There are eleven official languages of South Africa: Afrikaans, English, Ndebele, Northern Sotho, Sotho, Swazi, Tsonga, Tswana, Venda, Xhosa and Zulu. Fewer than two percent of South Africans speak a first language other than an official one. Most South Africans can speak more than one language. Dutch and English were the first official languages of South Africa from 1910 to 1925. Afrikaans was added as a part of Dutch in 1925, although in practice, Afrikaans effectively replaced Dutch, which fell into disuse. When South Africa became a republic in 1961 the official relationship changed such that Afrikaans was considered to include Dutch, and Dutch was dropped in 1984, so between 1984 and 1994, South Africa had two official languages: English and Afrikaans.
Different government departments and official bodies use different terms to denote Northern Sotho. In South Africa, Southern Ndebele is known simply as Ndebele, as most speakers of Northern Ndebele live in Zimbabwe.
Since taking power in the 1994 election, the ANC has promoted English as the main language of government, even if South Africans often take pride in using indigenous languages for any purpose.

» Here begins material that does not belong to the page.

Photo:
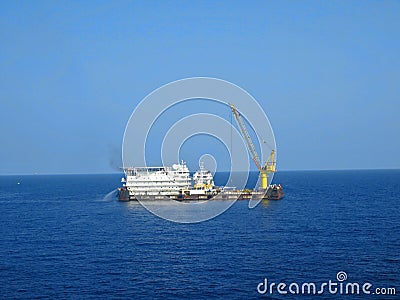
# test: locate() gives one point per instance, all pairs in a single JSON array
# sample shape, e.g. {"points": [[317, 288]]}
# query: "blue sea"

Afrikaans also features prominently in commerce together with English as the languages with the highest number of fluent speakers are Afrikaans and English.
In terms of linguistic classification, the official languages include two West Germanic languages (English and Afrikaans) and nine Bantu languages. Four of these are Nguni languages (Zulu, Xhosa, Swati and Ndebele) and three are Sotho–Tswana languages (Northern Sotho, Southern Sotho and Tswana). Tsonga is a Tswa–Ronga language.
South African Sign Language is understood across the country, though sometimes sign-language interpreters use manually coded language.